Numerous examples of leading-edge industrial technology were showcased on the Heidenhain stand at Southern Manufacturing 2017, including encoders, touch probes, precision motors and advanced CNC controllers. The firm demonstrated the ease with which digital data can be transferred to and from its most recent CNC system, the high-performance TNC 640, which is capable of controlling all 3-, 4-, and 5-axis machining centres including those with turning tables. Consistent with the aims of Industry 4.0, the communication functionality enables all participants in a paperless order handling environment, including design, programming, simulation and production planning staff as well as machinists on the shop floor, to communicate and exchange data seamlessly. The control uses plain language programming and has an optimised interface that the firm claims gives users unrivalled insight into system operation. Functionality for mill-turn centres includes simple program-controlled switchover between milling and turning, comprehensive canned turning cycles for frequently repeated operations such as roughing, finishing, recessing and thread cutting, constant surface speed, and tool-tip radius compensation.
The company’s latest range of touch probe systems were a key feature of the stand. Intended for aligning and measuring workpieces, tool setting and detecting cutter wear and breakage, they are ideally suited for use with Heidenhain’s TNC controls. Innovative features like mechanical collision protection, combined infrared and radio data transmission, and smart battery management ensure low cost of ownership.
Examples from Heidenhain’s extensive programme of high precision linear and rotary encoders were also highlighted. Incremental and absolute linear encoders can be supplied either sealed to resist contamination or exposed to provide higher speed and precision. Applications range from manual and CNC machine tools to semiconductor manufacturing requiring nanometre resolution.

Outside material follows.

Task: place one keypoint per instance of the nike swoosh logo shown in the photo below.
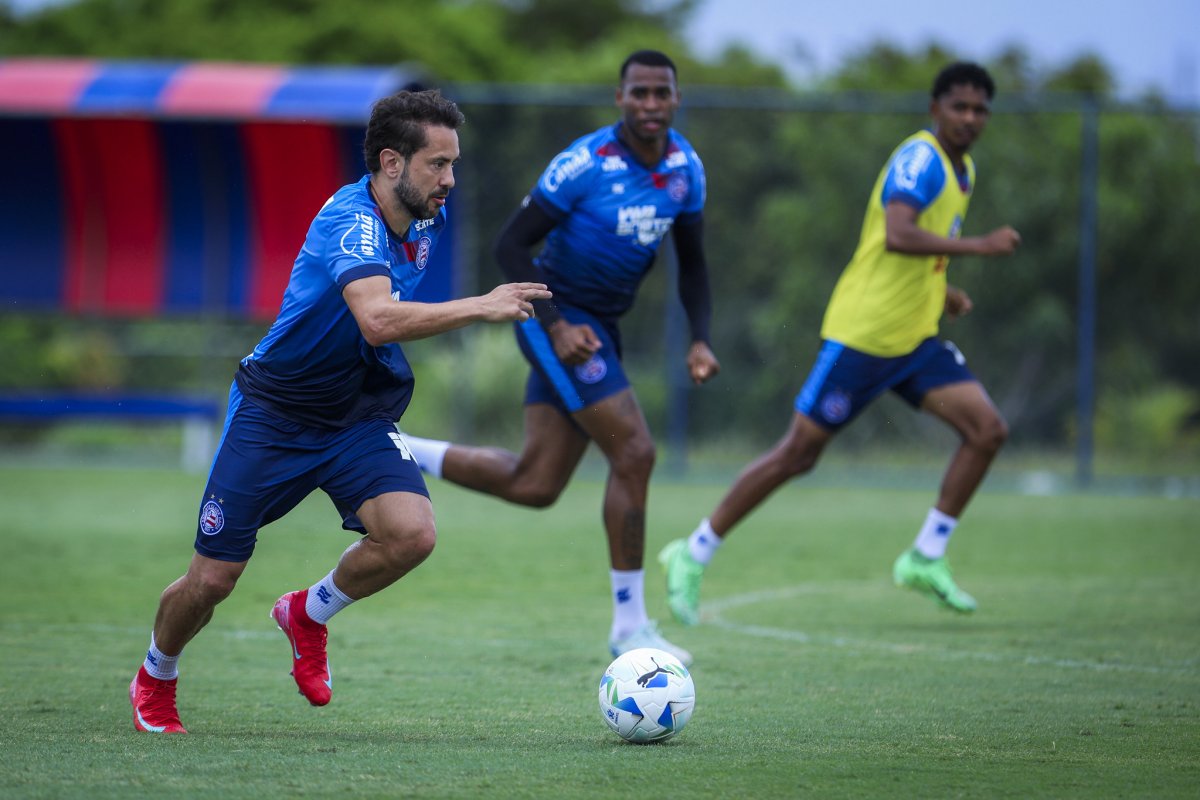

Exhibited also were contamination-resistant encoders from Heidenhain subsidiary AMO, Austria, which produces inductive tape scale linear and angle measuring systems that combine the accuracy of optical encoders with the robustness of magnetic types.
Linear and rotary encoders on show from German company, Numerik Jena, included vacuum-compatible products for positioning tasks in such sectors as electronics, medicine, thin-film deposition and analytical technology. The company is also known for miniature encoders with ultra-small dimensions and a low weight scanning head.
The full torque motor range from Swiss company ETEL, part of the Heidenhain group, completed the comprehensive selection of solutions on show. With more than 100 models to choose from, almost any requirement can be met, says Heidenhain. All ETEL motors benefit from very low cogging. The patented construction enables an exceptional peak force density in the magnetic gap, as well as unparalleled thermal efficiency, which is a significant advantage for high precision machines sensitive to thermal drift.